SDK vs Raw Requests: When to Use Each
ollama SDK | requests direct | |
|---|---|---|
| Setup | pip install ollama | pip install requests (usually pre-installed) |
| Streaming | Handled automatically | Manual iter_lines() loop |
| Type hints | Full typed responses | Raw dict — add Pydantic if needed |
| Custom headers / auth proxy | Awkward | Native |
| Vendoring into locked env | Adds dependency | Zero new deps |
| OpenAI drop-in compat | Via ollama.Client | Roll your own or use httpx |
Use the SDK for fast iteration and greenfield projects. Use raw requests when dependency surface matters, or when you're unifying multiple REST clients in one HTTP layer.
What You Learned
/api/generatereturnsresponse.json()["response"];/api/chatreturnsresponse.json()["message"]["content"]— mixing these up is the most common bugstream=Trueon both the JSON body and therequests.post()call are both required for streaming; either alone does not work/api/embeddingswithnomic-embed-textgives you 768-dimensional vectors locally at $0.00/month vs. OpenAI'stext-embedding-3-smallat $0.02 per 1 M tokens
Tested on Ollama 0.5.x, Python 3.12, Ubuntu 24.04 and macOS Sequoia.
FAQ
Q: Does this work if Ollama is running in Docker instead of locally?

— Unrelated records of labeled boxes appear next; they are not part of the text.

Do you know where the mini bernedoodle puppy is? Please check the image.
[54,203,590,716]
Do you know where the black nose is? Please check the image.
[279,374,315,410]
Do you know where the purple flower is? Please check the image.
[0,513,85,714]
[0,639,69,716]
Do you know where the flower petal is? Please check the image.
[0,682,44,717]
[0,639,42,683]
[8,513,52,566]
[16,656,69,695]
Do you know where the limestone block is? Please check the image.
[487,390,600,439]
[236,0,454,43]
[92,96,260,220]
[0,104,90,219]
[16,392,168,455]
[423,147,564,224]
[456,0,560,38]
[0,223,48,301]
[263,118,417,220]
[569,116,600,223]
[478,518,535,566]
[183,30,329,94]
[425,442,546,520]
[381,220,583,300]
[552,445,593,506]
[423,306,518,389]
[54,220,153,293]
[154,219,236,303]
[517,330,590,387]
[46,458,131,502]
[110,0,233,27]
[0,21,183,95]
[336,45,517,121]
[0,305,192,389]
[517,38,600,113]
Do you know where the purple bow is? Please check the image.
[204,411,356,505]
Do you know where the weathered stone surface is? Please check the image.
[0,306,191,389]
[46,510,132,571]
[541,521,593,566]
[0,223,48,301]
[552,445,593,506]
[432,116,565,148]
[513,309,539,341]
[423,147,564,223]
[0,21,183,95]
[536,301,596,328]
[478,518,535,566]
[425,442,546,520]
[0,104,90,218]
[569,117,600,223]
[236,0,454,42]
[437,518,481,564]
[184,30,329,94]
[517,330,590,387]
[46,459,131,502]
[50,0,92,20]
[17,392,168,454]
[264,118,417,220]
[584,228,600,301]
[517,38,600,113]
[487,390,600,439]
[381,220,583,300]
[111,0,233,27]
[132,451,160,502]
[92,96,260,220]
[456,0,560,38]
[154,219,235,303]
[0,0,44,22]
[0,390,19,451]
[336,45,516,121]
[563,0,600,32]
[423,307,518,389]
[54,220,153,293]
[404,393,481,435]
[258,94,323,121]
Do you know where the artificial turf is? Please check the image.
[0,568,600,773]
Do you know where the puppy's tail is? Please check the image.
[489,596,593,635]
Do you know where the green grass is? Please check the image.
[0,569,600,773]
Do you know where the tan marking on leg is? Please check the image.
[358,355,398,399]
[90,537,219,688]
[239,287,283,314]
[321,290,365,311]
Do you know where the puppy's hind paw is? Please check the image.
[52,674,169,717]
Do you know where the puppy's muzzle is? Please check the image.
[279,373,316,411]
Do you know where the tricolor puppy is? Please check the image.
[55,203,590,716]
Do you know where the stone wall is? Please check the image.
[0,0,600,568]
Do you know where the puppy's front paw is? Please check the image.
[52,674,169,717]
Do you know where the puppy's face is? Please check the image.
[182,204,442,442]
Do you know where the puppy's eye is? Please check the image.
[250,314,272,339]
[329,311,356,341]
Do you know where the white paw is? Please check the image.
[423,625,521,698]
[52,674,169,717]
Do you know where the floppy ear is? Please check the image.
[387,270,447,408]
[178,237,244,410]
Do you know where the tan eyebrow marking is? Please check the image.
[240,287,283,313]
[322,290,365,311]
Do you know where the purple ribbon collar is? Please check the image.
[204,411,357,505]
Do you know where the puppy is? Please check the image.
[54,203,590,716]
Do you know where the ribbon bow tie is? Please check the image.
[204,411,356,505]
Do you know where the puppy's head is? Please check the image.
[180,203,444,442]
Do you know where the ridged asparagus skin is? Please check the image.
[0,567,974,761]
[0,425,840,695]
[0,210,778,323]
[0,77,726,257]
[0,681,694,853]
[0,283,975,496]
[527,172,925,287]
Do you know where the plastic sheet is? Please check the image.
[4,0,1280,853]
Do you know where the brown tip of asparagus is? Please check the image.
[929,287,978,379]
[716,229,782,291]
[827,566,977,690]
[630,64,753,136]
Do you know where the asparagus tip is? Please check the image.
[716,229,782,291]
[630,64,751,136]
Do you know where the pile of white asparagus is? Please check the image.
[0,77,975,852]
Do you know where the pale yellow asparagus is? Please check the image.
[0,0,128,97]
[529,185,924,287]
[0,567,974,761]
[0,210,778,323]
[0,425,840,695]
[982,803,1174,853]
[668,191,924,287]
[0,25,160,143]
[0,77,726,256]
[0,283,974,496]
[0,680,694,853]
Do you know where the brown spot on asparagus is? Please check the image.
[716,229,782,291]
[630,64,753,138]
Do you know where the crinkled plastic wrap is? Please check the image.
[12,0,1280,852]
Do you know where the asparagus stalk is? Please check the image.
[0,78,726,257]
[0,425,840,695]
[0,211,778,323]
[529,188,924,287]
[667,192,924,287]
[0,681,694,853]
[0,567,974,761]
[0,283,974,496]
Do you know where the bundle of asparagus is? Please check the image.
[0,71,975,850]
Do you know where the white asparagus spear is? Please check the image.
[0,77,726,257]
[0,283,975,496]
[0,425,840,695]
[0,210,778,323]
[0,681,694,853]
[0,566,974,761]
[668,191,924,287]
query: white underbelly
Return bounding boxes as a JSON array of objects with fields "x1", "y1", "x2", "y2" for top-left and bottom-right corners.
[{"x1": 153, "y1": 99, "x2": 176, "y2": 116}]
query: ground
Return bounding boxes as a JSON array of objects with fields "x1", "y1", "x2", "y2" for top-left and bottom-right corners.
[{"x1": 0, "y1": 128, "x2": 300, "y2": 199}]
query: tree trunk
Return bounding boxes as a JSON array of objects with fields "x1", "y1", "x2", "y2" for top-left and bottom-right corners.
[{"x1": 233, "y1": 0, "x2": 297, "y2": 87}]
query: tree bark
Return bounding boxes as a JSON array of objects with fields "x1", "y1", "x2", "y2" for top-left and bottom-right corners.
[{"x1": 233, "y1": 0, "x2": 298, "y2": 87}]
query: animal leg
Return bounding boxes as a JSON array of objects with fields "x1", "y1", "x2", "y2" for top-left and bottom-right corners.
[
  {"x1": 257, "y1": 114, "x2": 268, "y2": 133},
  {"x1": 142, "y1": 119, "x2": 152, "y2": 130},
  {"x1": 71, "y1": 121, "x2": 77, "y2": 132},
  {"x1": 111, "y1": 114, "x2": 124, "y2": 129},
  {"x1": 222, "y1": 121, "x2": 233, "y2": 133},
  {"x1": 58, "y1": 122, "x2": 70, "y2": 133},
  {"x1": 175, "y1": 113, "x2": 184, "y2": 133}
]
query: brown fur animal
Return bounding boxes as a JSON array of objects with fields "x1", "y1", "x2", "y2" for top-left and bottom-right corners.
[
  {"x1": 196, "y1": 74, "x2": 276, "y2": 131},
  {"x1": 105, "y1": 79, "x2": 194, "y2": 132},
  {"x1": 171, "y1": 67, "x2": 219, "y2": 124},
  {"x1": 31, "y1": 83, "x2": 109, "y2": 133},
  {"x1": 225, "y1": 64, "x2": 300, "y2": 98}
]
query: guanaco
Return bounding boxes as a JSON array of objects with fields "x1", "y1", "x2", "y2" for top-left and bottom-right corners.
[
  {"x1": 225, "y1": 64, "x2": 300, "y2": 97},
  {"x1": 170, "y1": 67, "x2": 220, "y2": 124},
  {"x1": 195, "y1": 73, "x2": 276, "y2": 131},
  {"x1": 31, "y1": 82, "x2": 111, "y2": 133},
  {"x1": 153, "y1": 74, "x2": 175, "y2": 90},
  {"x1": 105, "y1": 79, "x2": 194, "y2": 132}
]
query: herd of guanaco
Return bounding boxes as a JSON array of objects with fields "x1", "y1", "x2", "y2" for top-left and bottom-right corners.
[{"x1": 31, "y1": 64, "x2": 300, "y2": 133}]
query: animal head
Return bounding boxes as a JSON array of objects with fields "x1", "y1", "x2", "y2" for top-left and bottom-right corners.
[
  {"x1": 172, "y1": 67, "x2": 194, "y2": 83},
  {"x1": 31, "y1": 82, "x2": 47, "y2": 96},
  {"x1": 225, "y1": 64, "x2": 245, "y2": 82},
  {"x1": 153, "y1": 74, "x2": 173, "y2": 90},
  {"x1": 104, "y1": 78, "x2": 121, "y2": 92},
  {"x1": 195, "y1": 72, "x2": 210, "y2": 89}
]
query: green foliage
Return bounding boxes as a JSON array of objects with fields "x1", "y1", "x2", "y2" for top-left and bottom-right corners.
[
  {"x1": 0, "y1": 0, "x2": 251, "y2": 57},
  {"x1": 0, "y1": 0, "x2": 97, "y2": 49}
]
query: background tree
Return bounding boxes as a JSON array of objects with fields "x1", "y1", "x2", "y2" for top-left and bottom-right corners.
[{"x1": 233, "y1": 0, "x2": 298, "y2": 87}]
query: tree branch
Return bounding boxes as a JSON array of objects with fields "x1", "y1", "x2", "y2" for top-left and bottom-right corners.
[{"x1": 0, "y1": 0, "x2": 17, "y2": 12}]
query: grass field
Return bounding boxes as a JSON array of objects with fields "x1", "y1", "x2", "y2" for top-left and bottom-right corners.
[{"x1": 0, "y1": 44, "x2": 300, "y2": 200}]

A: Yes — replace http://localhost:11434 with the container's host IP and exposed port, e.g. http://192.168.1.50:11434. Set OLLAMA_HOST=0.0.0.0 in the container environment so Ollama binds to all interfaces, not just loopback.
Q: What is the difference between /api/generate and /api/chat?
A: /api/generate is a stateless single-prompt completion — you manage history yourself by concatenating text. /api/chat accepts a structured messages array with roles, which lets the model's system prompt and chat template work correctly for instruction-tuned models.
Q: Can I use httpx instead of requests for async support?
A: Yes. The JSON bodies and endpoints are identical — swap requests.post(...) for await httpx.AsyncClient().post(...) and use async for line in response.aiter_lines() for streaming. No other changes needed.
Q: What is the minimum RAM to run this on a US cloud VM?
A: For llama3.2 (3B Q4), a t3.large on AWS us-east-1 (8 GB RAM, no GPU, ~$0.08/hr) works for development. For production throughput, use a g4dn.xlarge (16 GB RAM + T4 GPU, ~$0.53/hr) to keep latency under 200 ms per token.
Q: Does Ollama's /api/chat endpoint accept the same JSON as the OpenAI API?
A: The messages array format is the same, but the wrapper keys differ. OpenAI uses {"model": ..., "messages": ...} at the top level and returns choices[0].message.content. Ollama uses the same top-level keys but returns message.content directly — no choices array.